When I’m lost or troubled, I read fewer blogs and more books, real books, the kind you can hold and take notes from. The more rattled and scattered I am, the more I crave books about creativity and writing, especially those written by poets about poetry. The process of reading and note-taking calms me. Because they invoke all kinds of connection and contemplative practice, good books about writing are really guides to leading a more engaged life, inspiring us to distill the essence of our experience so we can share it creatively, and, if we’re lucky, connect with the hearts and minds of those we we long to reach.
Last week, I grabbed a pen and a notebook and re-read Mary Oliver’s A Poetry Handbook. It’s so much more than a book about understanding poetry; it’s a rallying call to experience life like a poet, to create something that has the power to change lives.
“A mind that is lively and enquiring, compassionate, curious, angry, full of music, full of feeling, is a mind full of possible poetry. Poetry is a life-cherishing force. And it requires a vision – a faith, to use an old fashioned term. Yes, indeed. For poems are not words, after all, but fires for the cold, ropes let down to the lost, something as necessary as bread in the pockets of the hungry. Yes, indeed.”
(Mary Oliver, from A Poetry Handbook)
Jotting down excerpts from A Poetry Handbook was a delight. Today’s post from the archives is an old article from my Coaching Moments column, but one I hope you’ll resonate with; I don’t know anyone who visits here who isn’t a life-cherisher, a capturer and framer of moments, a wordsmith or an artist.

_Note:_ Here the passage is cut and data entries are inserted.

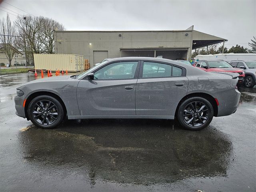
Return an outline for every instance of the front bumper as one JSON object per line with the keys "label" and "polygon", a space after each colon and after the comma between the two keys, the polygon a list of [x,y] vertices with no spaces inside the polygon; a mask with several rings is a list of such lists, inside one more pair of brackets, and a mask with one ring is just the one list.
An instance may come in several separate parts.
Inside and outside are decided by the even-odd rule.
{"label": "front bumper", "polygon": [[23,96],[14,97],[14,102],[15,103],[15,109],[16,112],[15,114],[21,117],[26,118],[25,114],[25,108],[23,107],[23,103],[24,98]]}

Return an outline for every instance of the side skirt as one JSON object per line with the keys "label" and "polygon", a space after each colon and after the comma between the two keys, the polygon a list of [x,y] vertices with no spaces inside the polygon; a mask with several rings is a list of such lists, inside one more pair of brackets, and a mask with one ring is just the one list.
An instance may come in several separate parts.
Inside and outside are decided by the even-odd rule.
{"label": "side skirt", "polygon": [[160,115],[95,115],[68,116],[68,119],[174,119],[174,116]]}

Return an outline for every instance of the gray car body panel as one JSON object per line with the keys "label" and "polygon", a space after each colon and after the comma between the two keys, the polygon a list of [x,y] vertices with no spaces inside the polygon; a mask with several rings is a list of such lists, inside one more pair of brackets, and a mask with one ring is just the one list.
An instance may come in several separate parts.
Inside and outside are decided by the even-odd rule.
{"label": "gray car body panel", "polygon": [[[150,60],[182,67],[186,76],[169,78],[122,80],[89,80],[86,76],[99,68],[115,61]],[[76,79],[70,76],[44,78],[19,88],[24,93],[14,98],[16,114],[25,118],[24,100],[31,94],[47,92],[63,101],[68,119],[141,118],[173,119],[179,102],[195,93],[208,94],[220,103],[217,116],[234,112],[240,93],[235,87],[238,78],[227,74],[208,73],[192,66],[166,59],[128,57],[110,59],[89,70]],[[182,83],[177,86],[175,84]],[[126,90],[126,86],[132,86]],[[230,99],[232,98],[232,99]]]}

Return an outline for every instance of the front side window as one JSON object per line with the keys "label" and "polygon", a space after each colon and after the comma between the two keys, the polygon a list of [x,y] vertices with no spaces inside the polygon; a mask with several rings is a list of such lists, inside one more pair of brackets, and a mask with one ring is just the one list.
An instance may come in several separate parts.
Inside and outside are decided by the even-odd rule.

As a writer, you should have a sticky soul; the act of continually taking things in should be as much a part of you as your hair color. ~ Elizabeth Berg
I’m a quote-hunter, an unashamed gatherer of quotes. Capturing the words that resonate with me is like gathering wild berries, nuts and seeds, windfalls of fruit – food for thought.
Some stand out from the page or computer screen like the flash of a robin in a winter bush. Others are a rainbow of satin ribbons, waiting to be the right words to wrap around a bouquet of thoughts or to become the bow that sets off a simply wrapped sentiment. Then there’s the unexpected treasure, precious gems that dazzle with their brilliance. I keep them somewhere safe so that I can bring them out later, like a child fingering treasures wrapped in a handkerchief, hoping to find a special friend to show them to, someone who will understand.
I never go out without a pen, a notebook and a book to read. When I read a book with a ‘quotebook’ and a pen handy, it’s a signal I send to myself and to the universe. It says “I’m open. I expect nothing, but I’m prepared to be moved, enlightened or entertained. I’m a student, ready and willing to learn from the lives and the wisdom of others.”
In my Filofax, stuck on the fridge, pinned to my pinboard and incorporated into my art work, albums and blog, quotes serve as flashes of inspiration, mini mission statements and signposts to keep me on track. Dead poets become heroes, strangers become mentors.
I use a different instinct, a different skill when I capture a quote. In many ways, it’s like the honing in and the active listening I do as a coach.
Finding the perfect quote that illustrates several sentiments or pulls together a complex train of thought is similar to recognising an Aha! moment in a coaching session. It’s synchronicity’s way of helping us focus and pay attention.
Our first instincts are often the ones that bypass our censors and cruel inner critics which is why many quotes become deeply personal and precious to us. They’re like messages sent from our own souls. Every time you choose a quote that resonates with you, don’t stop to ask why; just write it down and keep it safe. Quotes are like photographs, snapshots of who you are, who you were. They’re music that moves you, lyrics that leave you scarred. They’re memories of a moment when you came upon someone else’s words and felt connected, not only to another human being, but to the moment, the thought and the feeling that overflowed from them and cried out to be heard. The ‘Me too!!’ or ‘That’s it exactly!!’ moment.
It’s our unique life experience and how we channel, choose and arrange the moments, the music and the words that makes us writers, creating collages that turn our lives into works of art.
Learning to resonate with those moments strengthens the treasure-hunting in our coaching sessions; those repeating words that draw our attention, those powerful silences when our clients connect to an answer nestling patiently in their souls, waiting to rise and take flight – they’re the gems.
I never know how my words will affect others but I do know that my best coaching happens and my best pieces write themselves in the moments when I’m most alive, aware and open. Some moments of clarity or emotion are so powerful they brim up and overflow and make me feel that if I don’t channel them into words, control them and create something from them that I will drown or that something very precious, something vital will be washed away and lost. When I sit down to recreate those moments, I feel like my whole life, everything I know and everything I am is a prism being used to refract the light of a message coming, quite simply, from somewhere else.
When I coach well, I feel the same connection.
Know then, that if anything I ever write affects, moves, touches or supports you, it was meant for you, sent from somewhere that neither of us can fully comprehend. I’m happy to be the messenger.